4. De rechtbank ziet zich gesteld voor de vraag of eiser procesbelang heeft bij het beroep. De rechtbank beantwoordt deze vraag ontkennend.
4.1.
Wanneer een vreemdeling met onbekende bestemming vertrekt, kan worden verondersteld dat hij geen prijs meer stelt op de door hem gezochte bescherming in Nederland. Het ligt dan op de weg van de vreemdeling om deze veronderstelling te ontkrachten. Uit de mededeling van eisers gemachtigde van 16 december 2019 volgt dat eiser de opvang heeft verlaten en geen contact (meer) onderhoudt met zijn gemachtigde en voogd. Eiser heeft ook niet aan verweerder laten weten waar hij verblijft. Dit rechtvaardigt de conclusie dat eiser met onbekende bestemming is vertrokken en dus geen prijs meer stelt op de door hem gezochte bescherming in Nederland.
5. Het beroep is niet-ontvankelijk. Nu op het beroep is beslist, is een voorlopige voorziening niet meer nodig. De voorzieningenrechter wijst het verzoek om een voorlopige voorziening daarom af.

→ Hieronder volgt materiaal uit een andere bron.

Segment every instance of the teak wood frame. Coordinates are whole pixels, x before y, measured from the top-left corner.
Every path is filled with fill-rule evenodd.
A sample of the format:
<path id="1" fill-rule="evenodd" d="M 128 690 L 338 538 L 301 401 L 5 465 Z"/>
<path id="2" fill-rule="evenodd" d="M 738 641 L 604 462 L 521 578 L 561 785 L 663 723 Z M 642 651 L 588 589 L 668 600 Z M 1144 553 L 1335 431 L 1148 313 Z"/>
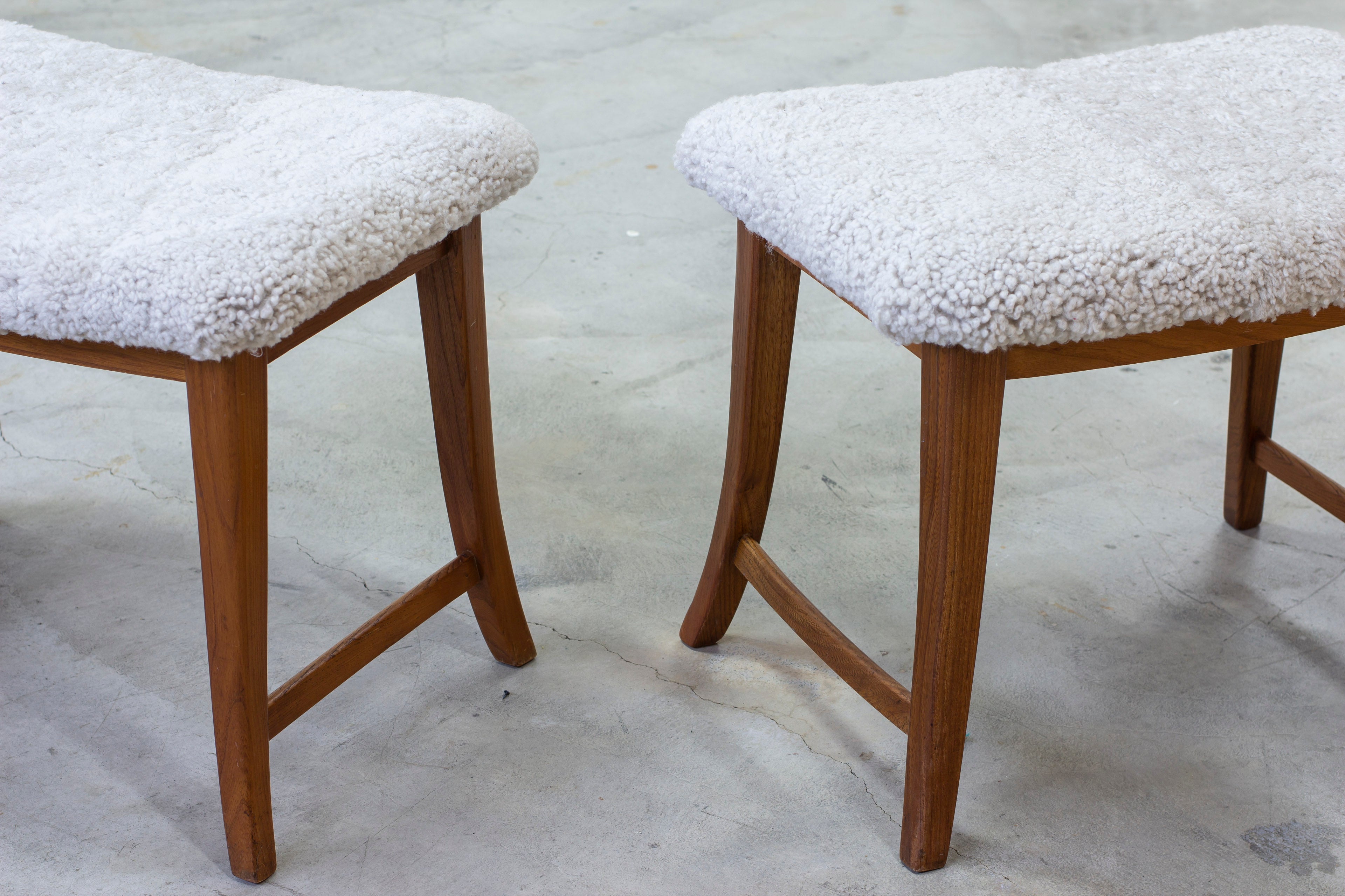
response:
<path id="1" fill-rule="evenodd" d="M 1224 517 L 1260 523 L 1266 473 L 1345 520 L 1345 489 L 1271 441 L 1283 340 L 1345 325 L 1345 308 L 1200 324 L 1100 343 L 990 353 L 908 345 L 920 357 L 920 571 L 908 690 L 850 642 L 761 548 L 780 450 L 802 265 L 738 223 L 729 443 L 709 556 L 682 641 L 717 642 L 748 582 L 837 674 L 907 732 L 901 861 L 948 858 L 971 705 L 1005 382 L 1232 349 Z"/>
<path id="2" fill-rule="evenodd" d="M 266 365 L 412 274 L 457 556 L 268 696 Z M 260 883 L 276 870 L 270 737 L 416 626 L 465 592 L 496 660 L 521 666 L 537 656 L 495 482 L 479 218 L 256 355 L 195 361 L 12 333 L 0 334 L 0 351 L 187 384 L 219 797 L 235 876 Z"/>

Er bestaat geen aanleiding voor een proceskostenveroordeling.
6. De rechtbank heeft ter zitting medegedeeld dat het mogelijk is om tegen deze uitspraak – voor zover deze ziet op het beroep – in hoger beroep te gaan op de hieronder omschreven wijze.
De beslissing is in het openbaar uitgesproken door mr. D. Biever, rechter, in aanwezigheid van mr. R. Kroes, griffier, op 19 december 2019.
Dit proces-verbaal is bekendgemaakt op:
Rechtsmiddel
Tegen deze uitspraak – voor zover deze ziet op het beroep – kan hoger beroep worden ingesteld bij de Afdeling bestuursrechtspraak van de Raad van State binnen één week na de dag van bekendmaking van dit proces-verbaal.